GW: Do the issues that come up in the blog affect the way you write?
Absolutely. I feel that the more you write personally, the more ammunition you have to write lyrics that’ll mean something to you. The more conscious you are of the fact that we’re all one, all together, it makes the amount of people you can help and can help you limitless. Don’t think of it as something that’s meant for a specific type of person or meant for anybody else, if you just think of it as something that you’re doing then it can reach anyone in any fashion. Nothing has to be anything, nothing has to be ‘well this is about that’, it supposed to be interpreted and appreciated or ignored by the individual.
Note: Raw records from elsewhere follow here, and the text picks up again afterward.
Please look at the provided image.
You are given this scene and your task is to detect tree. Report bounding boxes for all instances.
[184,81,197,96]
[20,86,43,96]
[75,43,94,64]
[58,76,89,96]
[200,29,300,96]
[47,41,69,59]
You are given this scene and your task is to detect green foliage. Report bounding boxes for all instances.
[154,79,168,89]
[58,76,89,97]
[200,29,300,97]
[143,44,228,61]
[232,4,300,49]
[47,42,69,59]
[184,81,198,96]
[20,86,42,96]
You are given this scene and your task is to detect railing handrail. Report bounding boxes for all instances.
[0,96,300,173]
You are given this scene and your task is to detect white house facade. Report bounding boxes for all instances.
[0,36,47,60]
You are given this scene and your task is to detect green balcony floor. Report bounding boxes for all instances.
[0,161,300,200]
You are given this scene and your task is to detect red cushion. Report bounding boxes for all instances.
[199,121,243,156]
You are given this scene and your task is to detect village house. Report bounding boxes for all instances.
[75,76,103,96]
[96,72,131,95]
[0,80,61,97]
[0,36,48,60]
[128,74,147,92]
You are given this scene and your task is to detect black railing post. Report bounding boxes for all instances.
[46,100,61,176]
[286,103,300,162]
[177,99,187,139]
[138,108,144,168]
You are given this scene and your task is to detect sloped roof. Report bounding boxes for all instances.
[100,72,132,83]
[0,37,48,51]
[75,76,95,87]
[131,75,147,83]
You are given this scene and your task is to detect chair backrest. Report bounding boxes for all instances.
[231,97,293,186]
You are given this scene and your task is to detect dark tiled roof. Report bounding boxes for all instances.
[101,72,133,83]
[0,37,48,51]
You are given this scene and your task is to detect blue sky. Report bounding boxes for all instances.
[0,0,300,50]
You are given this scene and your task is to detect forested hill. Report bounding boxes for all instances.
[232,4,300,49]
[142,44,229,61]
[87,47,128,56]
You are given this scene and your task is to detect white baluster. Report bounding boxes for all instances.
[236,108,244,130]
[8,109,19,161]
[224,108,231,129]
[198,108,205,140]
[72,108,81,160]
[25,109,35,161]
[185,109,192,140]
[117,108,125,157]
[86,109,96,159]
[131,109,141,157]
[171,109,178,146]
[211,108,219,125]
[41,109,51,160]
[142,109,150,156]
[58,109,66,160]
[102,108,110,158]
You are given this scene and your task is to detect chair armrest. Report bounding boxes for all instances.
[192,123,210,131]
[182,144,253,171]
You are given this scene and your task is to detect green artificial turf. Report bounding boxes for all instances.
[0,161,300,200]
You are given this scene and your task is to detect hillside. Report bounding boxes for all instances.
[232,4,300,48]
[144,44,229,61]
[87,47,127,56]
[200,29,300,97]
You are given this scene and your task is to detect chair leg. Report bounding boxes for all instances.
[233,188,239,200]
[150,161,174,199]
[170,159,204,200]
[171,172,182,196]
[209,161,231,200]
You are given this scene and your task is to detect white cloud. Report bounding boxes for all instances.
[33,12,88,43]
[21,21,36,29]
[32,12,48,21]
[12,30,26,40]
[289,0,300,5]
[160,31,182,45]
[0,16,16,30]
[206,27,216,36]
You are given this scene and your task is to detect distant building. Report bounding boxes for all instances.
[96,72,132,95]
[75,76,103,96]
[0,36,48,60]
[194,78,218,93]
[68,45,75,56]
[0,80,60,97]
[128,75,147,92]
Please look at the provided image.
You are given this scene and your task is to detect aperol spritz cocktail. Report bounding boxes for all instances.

It doesn’t even matter unless it matters to you.

GW: I spoke to Cove a couple of months ago…
I love that guy.

GW: He says the same about you. He says you speak to each other every couple of weeks. What do you think of them as a band?
As a band, I don’t really have that much to say about them. I think that Cove’s lyrics and melodies are awesome, and I think the music is pretty good. I haven’t listened to it that much but I feel the best thing about the band is Cove’s voice. I’ve got nothing but respect for that band. I’ve been through a lot with them and we’ve had our differences and everything but I just want to remain positive about everything. I couldn’t be happier with where we are and I couldn’t be happier for them where they are. They got exactly what they wanted. And I fucking love Cove so much, seriously. He’s a sincere dude and you don’t come across people like that in this business very much.